Snyder, T. (2004), The Reconstruction of Nations: Poland, Ukraine, Lithuania, Belarus, 1569–1999, Yale. Overview of the making of the Polish, Ukrainian, Lithuanian and Belarusian nations.
Yekelchyk, S. (2020), Ukraine: What Everyone Needs to Know, Oxford. Overview of recent Ukrainian history and the conflict with Russia before 2020.
Using this article in your exam
Christoph Mick’s article is very timely and relevant to anyone interested in current world affairs. It should also be useful if you are studying one of the most popular modern world history themes, namely Russia and its rulers from 1855 to 1964 (or even 1991 in some cases). The article has significance in showing:
■ the long-term cultural roots of the Russian and Ukrainian peoples (via the settlement of the Kyivan Rus)
■ how in the longer term Ukraine became part of a Russian empire
■ also how Ukraine gained independence.
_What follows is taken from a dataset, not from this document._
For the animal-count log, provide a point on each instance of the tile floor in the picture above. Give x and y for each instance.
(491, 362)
Thus, Mick clearly shows a pattern of change and continuity. Remember that this is one of the historical concepts tested in your exams
■ a comparison between Putin’s contemporary take on Ukraine’s status with ‘history’. This is an excellent example of how history can be used to debunk myths. However, all views still need to be handled with critical analysis
■ the misuse of key terms and labels such as fascism in evaluations of historical developments
Exam questions will not (at present) be set on the conflict in Ukraine, but this topic is central to an understanding of the emergence of the Russian empire, national movements and satellite states. A question relevant to these issues might be posed as follows:
To what extent was the First World War a turning point in the relationship between Russia and Ukraine in the period from 1855 to 1964?